The battered, ancient Land Rover came to a juddering halt and Becky scrabbled at the door handle, which swung open with help from inside.

‘You be the young lady coming up t’ Big House?’

There was no light inside the vehicle, just two shadowy figures, one of which had just spoken to her in such a rough, local dialect that Becky had trouble understanding him.

‘I’m Becky Sharp and you’re late!’ she snapped. ‘Does Sir Crawley know that you’ve kept me waiting in the pouring rain?’

There was a diffident grunt. Then, ‘Just light drizzle, lassie. Jump in. Don’t mind old Hodson. Wouldn’t hurt a fly.’

It turned out that the shadowy figure closest to her was a dog; a big, hairy, foul-smelling beast that growled at Becky as she hefted her bags and herself into the Land Rover. The back of the Sedleys’ chauffeur-driven, air-conditioned Bentley already seemed as if it belonged to another world, another life, as the man sped off with a crunching of gears.

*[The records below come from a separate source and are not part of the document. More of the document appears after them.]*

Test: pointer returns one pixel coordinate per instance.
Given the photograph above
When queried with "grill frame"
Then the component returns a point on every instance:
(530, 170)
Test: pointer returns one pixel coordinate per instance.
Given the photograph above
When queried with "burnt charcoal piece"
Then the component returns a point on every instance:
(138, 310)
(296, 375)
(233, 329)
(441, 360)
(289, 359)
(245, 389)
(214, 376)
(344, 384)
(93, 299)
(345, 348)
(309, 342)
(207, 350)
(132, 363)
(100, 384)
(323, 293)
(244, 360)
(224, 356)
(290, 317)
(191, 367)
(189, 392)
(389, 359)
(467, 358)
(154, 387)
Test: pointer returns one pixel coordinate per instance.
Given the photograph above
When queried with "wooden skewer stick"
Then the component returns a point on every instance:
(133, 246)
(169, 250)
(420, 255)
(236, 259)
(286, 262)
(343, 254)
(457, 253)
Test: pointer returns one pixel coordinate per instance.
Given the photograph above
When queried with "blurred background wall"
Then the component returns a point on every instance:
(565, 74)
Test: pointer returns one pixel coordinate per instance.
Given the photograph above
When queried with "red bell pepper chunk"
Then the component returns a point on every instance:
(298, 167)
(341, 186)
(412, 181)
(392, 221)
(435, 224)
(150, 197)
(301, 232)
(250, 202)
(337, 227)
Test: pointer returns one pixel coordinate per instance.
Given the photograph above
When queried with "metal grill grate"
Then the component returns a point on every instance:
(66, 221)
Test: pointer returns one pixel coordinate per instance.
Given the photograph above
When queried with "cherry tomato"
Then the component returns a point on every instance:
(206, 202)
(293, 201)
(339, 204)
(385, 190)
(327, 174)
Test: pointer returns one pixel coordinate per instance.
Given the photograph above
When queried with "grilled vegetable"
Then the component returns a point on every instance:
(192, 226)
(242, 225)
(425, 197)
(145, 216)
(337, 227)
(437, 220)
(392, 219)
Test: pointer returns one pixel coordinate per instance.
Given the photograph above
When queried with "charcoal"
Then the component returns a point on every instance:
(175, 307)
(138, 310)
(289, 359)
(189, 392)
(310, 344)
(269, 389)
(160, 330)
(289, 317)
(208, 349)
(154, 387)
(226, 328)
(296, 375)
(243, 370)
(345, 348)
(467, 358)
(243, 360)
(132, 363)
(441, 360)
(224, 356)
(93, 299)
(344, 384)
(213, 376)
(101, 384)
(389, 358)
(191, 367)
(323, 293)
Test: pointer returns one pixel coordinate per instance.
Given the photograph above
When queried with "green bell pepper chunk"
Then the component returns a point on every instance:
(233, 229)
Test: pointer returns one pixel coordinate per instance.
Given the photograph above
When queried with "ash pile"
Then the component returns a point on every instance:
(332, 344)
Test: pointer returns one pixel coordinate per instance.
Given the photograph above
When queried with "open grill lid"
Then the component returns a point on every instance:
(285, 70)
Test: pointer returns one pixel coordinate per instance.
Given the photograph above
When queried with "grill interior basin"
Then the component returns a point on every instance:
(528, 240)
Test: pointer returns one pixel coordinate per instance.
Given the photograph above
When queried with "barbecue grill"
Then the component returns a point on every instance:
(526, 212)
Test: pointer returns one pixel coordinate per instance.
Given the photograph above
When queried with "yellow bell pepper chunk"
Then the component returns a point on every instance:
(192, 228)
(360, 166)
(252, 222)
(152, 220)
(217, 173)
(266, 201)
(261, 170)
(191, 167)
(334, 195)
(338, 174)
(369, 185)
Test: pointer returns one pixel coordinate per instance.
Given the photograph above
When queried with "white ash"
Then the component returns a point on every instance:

The suspension was shot and the vehicle, and Becky, shook every time they hit a bump or a hole in the road.

It was pitch black outside, but there didn’t seem to be anything to look at out of the windows, which were streaming with condensation. It was just country. Fields and hedges, and when they turned off on to a smaller road, more of a rugged track really, the branches from the overhanging trees skittered across the roof of the car and Becky stole a glance at the man driving.